I’ve shared quite a few images of shipwrecks lately. As an underwater photographer I am fascinated by these lumps of rusting metal, and the way that marine life finds and slowly colonizes them, creating incredible biodiversity hotspots. Many of these artificial reefs have become as rich and teeming with life as the sea floor and reefs around them. The shipwrecks teach us a good chemistry lesson: iron and steel endures, wood does not.
It has been almost ten years since I last dove on this little Greek fishing vessel, a type of boat called a kaiki that has fallen out of favor, but was once the workhorse of the Greek fishing fleet. I would expect that the bulk of the ship had long since vanished, consumed by Teredo worms, the “termites of the sea”. Also called shipworms, Teredo worms are actually bivalve mollusks that bore into timber, often with catastrophic consequences for traditional timber-built vessels.

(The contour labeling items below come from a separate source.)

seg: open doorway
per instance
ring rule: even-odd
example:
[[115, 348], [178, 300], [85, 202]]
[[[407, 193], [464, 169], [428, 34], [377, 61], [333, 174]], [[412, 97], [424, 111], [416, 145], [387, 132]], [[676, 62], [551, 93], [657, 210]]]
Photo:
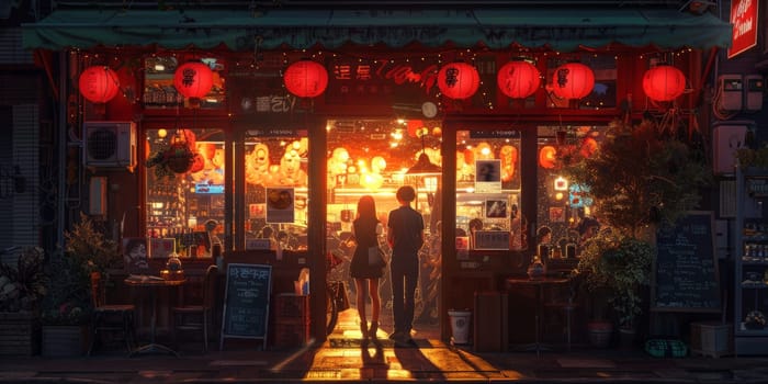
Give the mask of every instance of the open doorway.
[[[395, 196], [398, 188], [410, 185], [416, 191], [411, 203], [425, 223], [425, 245], [418, 252], [419, 278], [414, 308], [414, 339], [440, 338], [440, 282], [441, 282], [441, 224], [440, 191], [441, 163], [439, 121], [421, 120], [332, 120], [328, 122], [327, 146], [327, 252], [336, 260], [328, 273], [328, 283], [346, 290], [347, 303], [337, 301], [345, 312], [340, 319], [358, 321], [354, 326], [336, 327], [329, 338], [361, 337], [358, 306], [365, 305], [371, 321], [371, 303], [358, 303], [350, 266], [357, 248], [352, 222], [357, 217], [358, 202], [371, 196], [375, 202], [375, 216], [383, 230], [377, 242], [389, 261], [392, 250], [386, 242], [387, 219], [398, 207]], [[427, 165], [427, 168], [422, 166]], [[379, 338], [386, 338], [394, 329], [392, 281], [389, 268], [379, 280], [381, 316]], [[340, 329], [357, 330], [357, 335], [343, 335]]]

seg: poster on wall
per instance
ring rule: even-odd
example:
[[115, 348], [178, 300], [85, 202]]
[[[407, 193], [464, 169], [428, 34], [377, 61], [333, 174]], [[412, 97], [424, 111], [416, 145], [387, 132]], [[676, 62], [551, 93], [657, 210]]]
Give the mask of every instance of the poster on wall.
[[475, 161], [475, 192], [501, 191], [501, 160]]
[[267, 189], [267, 223], [294, 222], [294, 192], [293, 188]]
[[171, 253], [176, 252], [174, 238], [150, 238], [149, 239], [149, 257], [153, 259], [167, 259]]
[[126, 237], [123, 239], [123, 261], [129, 273], [144, 272], [149, 269], [147, 263], [147, 238]]

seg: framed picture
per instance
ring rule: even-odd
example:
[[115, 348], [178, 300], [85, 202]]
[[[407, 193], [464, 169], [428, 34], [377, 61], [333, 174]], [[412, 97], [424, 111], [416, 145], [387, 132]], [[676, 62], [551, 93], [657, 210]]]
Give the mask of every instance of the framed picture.
[[478, 250], [507, 250], [509, 249], [508, 230], [477, 230], [475, 231], [475, 249]]
[[485, 217], [488, 217], [488, 218], [507, 217], [507, 201], [506, 200], [486, 200], [485, 201]]
[[147, 263], [147, 238], [126, 237], [123, 239], [123, 260], [128, 272], [149, 269]]
[[171, 253], [176, 252], [174, 238], [150, 238], [149, 239], [149, 257], [153, 259], [167, 259]]
[[475, 192], [501, 191], [501, 160], [475, 161]]

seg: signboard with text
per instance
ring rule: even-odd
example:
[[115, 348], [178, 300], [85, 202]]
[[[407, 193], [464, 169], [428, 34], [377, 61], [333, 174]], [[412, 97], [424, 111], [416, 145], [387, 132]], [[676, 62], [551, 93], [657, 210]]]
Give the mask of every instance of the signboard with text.
[[228, 337], [262, 339], [267, 349], [271, 280], [272, 266], [227, 266], [219, 350]]

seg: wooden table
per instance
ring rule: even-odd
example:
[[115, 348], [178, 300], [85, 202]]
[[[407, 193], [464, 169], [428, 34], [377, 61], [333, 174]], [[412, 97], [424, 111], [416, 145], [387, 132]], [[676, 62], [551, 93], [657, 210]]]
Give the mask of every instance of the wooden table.
[[549, 349], [547, 346], [544, 346], [541, 342], [541, 319], [543, 317], [543, 312], [544, 312], [544, 303], [543, 303], [543, 297], [544, 297], [544, 287], [547, 285], [557, 285], [557, 284], [565, 284], [568, 282], [568, 279], [562, 279], [562, 278], [547, 278], [547, 276], [542, 276], [538, 279], [530, 279], [530, 278], [507, 278], [507, 292], [511, 291], [516, 286], [522, 286], [522, 287], [533, 287], [535, 290], [535, 310], [534, 310], [534, 324], [535, 324], [535, 336], [534, 336], [534, 342], [532, 345], [527, 345], [523, 346], [524, 350], [535, 350], [537, 355], [541, 355], [541, 350], [542, 349]]
[[157, 329], [157, 291], [161, 287], [181, 286], [182, 284], [184, 284], [187, 282], [187, 279], [166, 280], [166, 279], [162, 279], [160, 276], [143, 275], [140, 278], [128, 276], [124, 280], [124, 282], [128, 286], [137, 286], [137, 287], [148, 290], [149, 297], [151, 300], [151, 306], [153, 306], [153, 310], [151, 310], [153, 317], [150, 320], [151, 323], [150, 323], [150, 331], [149, 331], [149, 343], [136, 348], [133, 352], [131, 352], [131, 357], [134, 357], [137, 354], [143, 354], [143, 353], [166, 352], [166, 353], [173, 354], [178, 358], [179, 352], [174, 351], [172, 348], [170, 348], [168, 346], [163, 346], [163, 345], [155, 341], [156, 329]]

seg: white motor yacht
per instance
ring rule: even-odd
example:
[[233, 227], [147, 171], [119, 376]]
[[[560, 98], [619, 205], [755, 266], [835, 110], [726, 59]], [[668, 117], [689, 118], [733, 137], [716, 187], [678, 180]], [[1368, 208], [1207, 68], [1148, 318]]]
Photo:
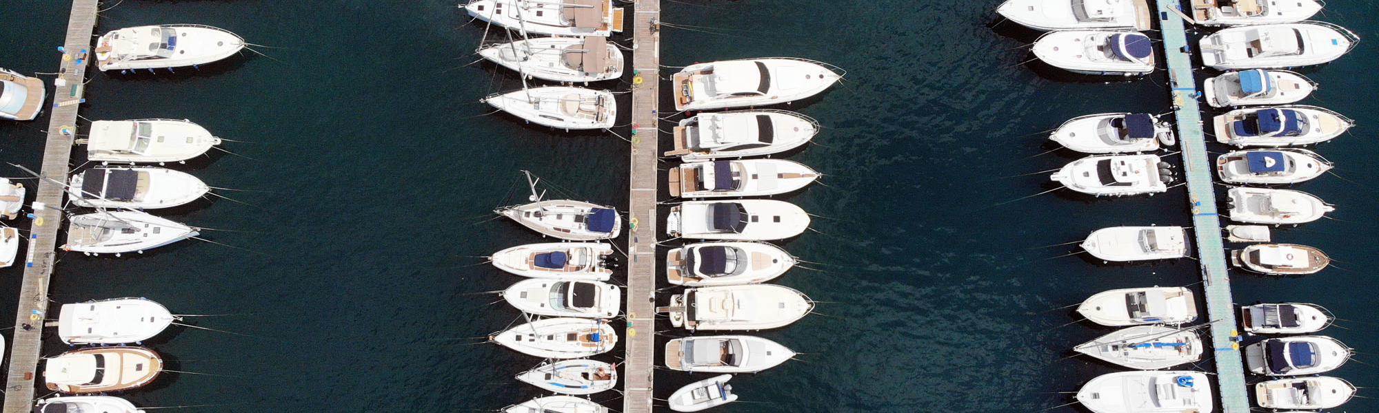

In this case the worms, and presumably plenty of other marine organisms, have yet to make an impact and the wreck is intact and interesting to explore. In some areas, coraline algae and other encrusting life has begun to take over, such as on the ship’s wheel.
Some wooden shipwrecks remain where anoxic conditions allow; this is common when the timbers are buried in sediment, but besides that, large timber wrecks are rare, and only survive in very specific environments, which is why we find lots of anchors (see main image) and little else to indicate the presence of a wooden wreck.